The cats have also appeared with greater frequency. With the weather getting cooler, they’ve been snuggling up with us more often for warmth, so I’ve simply been seeing them more regularly. As the foliage slowly falls away and the landscape becomes more dormant, they’re always there to entertain with their antics, whether it’s chasing each other around the house, pilfering my blanket, or having a staring contest with a strange cat outside, as they do in one of the abstractions here.
In terms of technique, I’ve continued incorporating the kinds of mark-making I’ve been exploring in previous seasons, such as splatter or scraping. The most notable new addition is my exploration of duration and time.

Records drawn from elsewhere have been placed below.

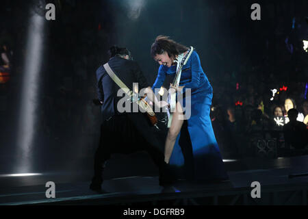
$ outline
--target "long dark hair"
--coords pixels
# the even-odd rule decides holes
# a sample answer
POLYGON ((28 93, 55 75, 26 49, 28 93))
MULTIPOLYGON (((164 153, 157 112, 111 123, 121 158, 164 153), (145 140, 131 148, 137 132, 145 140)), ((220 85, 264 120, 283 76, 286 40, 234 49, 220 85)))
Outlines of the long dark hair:
POLYGON ((188 47, 171 40, 169 36, 159 35, 151 47, 151 55, 154 57, 166 51, 170 57, 174 59, 175 55, 185 53, 188 49, 188 47))
POLYGON ((131 52, 126 48, 118 47, 116 45, 114 45, 110 47, 108 51, 108 54, 110 58, 114 57, 116 55, 126 55, 129 56, 129 58, 131 58, 131 52))

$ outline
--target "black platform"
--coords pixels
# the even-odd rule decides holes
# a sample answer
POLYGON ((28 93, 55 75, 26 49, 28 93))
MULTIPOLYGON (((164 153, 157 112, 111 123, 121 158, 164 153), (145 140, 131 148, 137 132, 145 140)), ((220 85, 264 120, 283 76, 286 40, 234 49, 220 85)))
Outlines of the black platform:
POLYGON ((1 175, 0 205, 307 205, 308 177, 303 174, 308 172, 308 156, 225 165, 229 181, 179 181, 164 188, 157 176, 138 175, 105 180, 102 194, 88 189, 92 171, 1 175), (55 183, 55 198, 46 198, 47 181, 55 183), (261 184, 260 198, 251 198, 253 181, 261 184))

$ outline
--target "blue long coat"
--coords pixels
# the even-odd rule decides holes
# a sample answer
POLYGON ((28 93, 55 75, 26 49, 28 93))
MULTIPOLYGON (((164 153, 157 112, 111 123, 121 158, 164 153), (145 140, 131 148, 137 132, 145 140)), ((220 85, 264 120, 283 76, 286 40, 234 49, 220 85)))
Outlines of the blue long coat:
MULTIPOLYGON (((161 88, 166 75, 175 72, 176 66, 161 65, 153 90, 161 88)), ((187 88, 191 89, 191 105, 188 97, 184 97, 182 105, 191 107, 191 114, 177 138, 170 164, 178 171, 179 177, 185 172, 186 177, 197 180, 228 179, 209 117, 213 89, 196 51, 182 68, 179 86, 185 86, 183 93, 187 88)))

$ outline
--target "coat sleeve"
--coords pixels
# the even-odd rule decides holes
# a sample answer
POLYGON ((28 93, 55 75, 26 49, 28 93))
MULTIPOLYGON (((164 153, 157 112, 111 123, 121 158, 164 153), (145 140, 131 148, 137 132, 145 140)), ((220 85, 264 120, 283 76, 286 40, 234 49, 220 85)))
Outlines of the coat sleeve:
POLYGON ((152 90, 155 92, 155 88, 160 89, 160 88, 164 84, 164 81, 166 79, 166 72, 163 69, 163 66, 160 66, 159 68, 158 69, 158 74, 157 77, 156 77, 155 82, 154 82, 154 84, 152 87, 152 90))
POLYGON ((185 92, 186 88, 196 89, 200 86, 200 77, 202 70, 199 56, 197 53, 193 52, 190 58, 192 59, 192 81, 185 84, 183 89, 183 92, 185 92))

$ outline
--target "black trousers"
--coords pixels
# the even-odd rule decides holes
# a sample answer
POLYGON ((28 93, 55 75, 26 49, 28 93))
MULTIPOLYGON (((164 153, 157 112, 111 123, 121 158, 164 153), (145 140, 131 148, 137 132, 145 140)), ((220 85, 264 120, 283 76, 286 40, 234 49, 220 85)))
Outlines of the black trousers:
MULTIPOLYGON (((134 116, 136 118, 136 115, 134 116)), ((143 115, 140 114, 140 116, 143 115)), ((101 124, 100 143, 94 156, 92 183, 100 185, 103 183, 104 164, 112 154, 130 154, 142 151, 146 151, 158 167, 160 184, 171 177, 163 153, 146 139, 130 118, 127 114, 116 115, 101 124)), ((149 135, 151 133, 149 133, 149 135)))

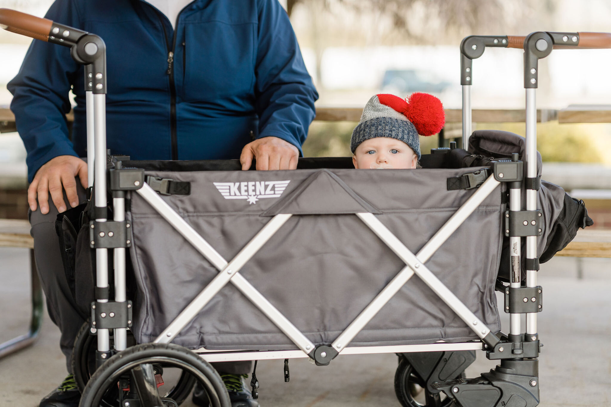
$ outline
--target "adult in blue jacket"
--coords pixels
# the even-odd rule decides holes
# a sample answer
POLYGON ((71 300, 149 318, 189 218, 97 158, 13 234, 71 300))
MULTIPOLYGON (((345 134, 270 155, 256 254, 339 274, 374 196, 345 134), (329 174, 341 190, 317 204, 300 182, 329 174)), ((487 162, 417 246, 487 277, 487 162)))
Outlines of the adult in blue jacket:
MULTIPOLYGON (((253 158, 257 170, 296 167, 318 95, 277 0, 56 0, 46 17, 106 43, 112 151, 133 159, 240 158, 243 169, 253 158)), ((58 212, 82 199, 75 177, 86 185, 86 163, 79 158, 86 156, 84 79, 69 49, 34 41, 8 85, 27 151, 35 254, 69 372, 84 319, 53 225, 58 212), (71 140, 65 118, 71 90, 71 140)), ((244 364, 221 367, 246 373, 244 364)), ((41 406, 77 405, 67 378, 41 406)), ((251 402, 235 405, 257 405, 251 402)))

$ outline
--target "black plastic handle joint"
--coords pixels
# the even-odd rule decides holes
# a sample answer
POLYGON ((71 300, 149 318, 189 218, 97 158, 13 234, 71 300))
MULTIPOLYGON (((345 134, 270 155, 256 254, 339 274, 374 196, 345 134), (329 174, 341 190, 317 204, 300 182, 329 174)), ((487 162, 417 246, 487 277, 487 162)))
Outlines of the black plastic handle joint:
POLYGON ((550 54, 554 40, 547 32, 532 32, 524 38, 524 88, 539 87, 539 60, 550 54))

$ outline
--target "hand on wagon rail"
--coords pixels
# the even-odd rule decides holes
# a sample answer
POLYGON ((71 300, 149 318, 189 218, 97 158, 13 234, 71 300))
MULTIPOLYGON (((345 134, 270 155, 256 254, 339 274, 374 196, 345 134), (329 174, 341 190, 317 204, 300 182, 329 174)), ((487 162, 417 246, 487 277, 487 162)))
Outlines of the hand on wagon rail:
POLYGON ((262 137, 249 143, 242 149, 240 162, 242 170, 251 168, 252 159, 257 160, 255 168, 266 170, 295 170, 299 151, 288 142, 279 137, 262 137))
POLYGON ((49 213, 49 193, 55 207, 60 212, 66 210, 64 190, 70 206, 78 205, 76 181, 78 176, 83 188, 87 188, 87 163, 74 156, 59 156, 49 160, 36 172, 27 189, 27 203, 32 211, 36 210, 36 198, 40 212, 49 213))

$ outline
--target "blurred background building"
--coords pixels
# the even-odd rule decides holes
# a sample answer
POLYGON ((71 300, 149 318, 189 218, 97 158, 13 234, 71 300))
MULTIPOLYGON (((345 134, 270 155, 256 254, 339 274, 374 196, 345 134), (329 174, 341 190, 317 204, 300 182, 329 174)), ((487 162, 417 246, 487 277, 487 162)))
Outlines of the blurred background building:
MULTIPOLYGON (((42 16, 52 2, 0 0, 0 7, 42 16)), ((579 7, 569 0, 280 2, 290 16, 320 94, 319 107, 362 107, 377 93, 403 96, 422 91, 439 96, 447 108, 459 109, 458 45, 464 37, 525 35, 534 31, 611 31, 611 2, 606 0, 582 0, 579 7)), ((10 103, 6 83, 18 71, 29 44, 24 37, 0 30, 0 106, 10 103)), ((611 104, 611 49, 558 51, 540 63, 538 107, 611 104)), ((523 109, 522 65, 519 49, 487 49, 474 62, 474 108, 523 109)), ((304 146, 306 155, 349 155, 354 125, 315 121, 304 146)), ((478 123, 476 128, 498 128, 522 135, 525 131, 524 123, 478 123)), ((607 153, 611 150, 611 124, 559 124, 552 121, 540 124, 538 132, 538 149, 544 161, 572 163, 545 166, 544 178, 567 190, 611 190, 611 181, 599 176, 611 173, 611 154, 607 153)), ((437 142, 428 137, 421 142, 427 152, 437 142)), ((26 187, 24 157, 16 133, 0 137, 0 189, 4 191, 0 192, 0 217, 18 215, 9 208, 19 204, 18 197, 26 187)), ((611 227, 611 217, 609 222, 611 227)))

These blocks, for example, all show the tree outside my study window, but on different days. What started out as mostly green with flits of yellow turned increasingly orange, and finally brown. While painting these gradually changes abstractly is new for me, the idea of revisiting the same scene at different times of day or year is not. On my previous blog, for example, I described a project where I took prints I’d made of a silo in Roswell and painted the sky to show sunsets I’d recorded at different times of year.
What is new for me is showing the shift in time within one painting. With this sunset scene, for example, I divided the colors into sections, with each part showing how the sky appeared at a specific time. So what started out as a subtle peach sunset flared out into brilliant orange, then gave way to purple. Rather than limit the block to one time, I painted it over a duration so that I could render all of its colors. I didn’t do a lot of this kind of time recording but I may continue exploring it in December.
Autumn technically lasts for a few more weeks, but Christmas decorations have already overtaken what foliage remains, so the cultural ether has already begun to shift toward winter. In the meantime, I’ll keep finding interesting things to paint as I round off what has been a most illuminating and enriching experiment.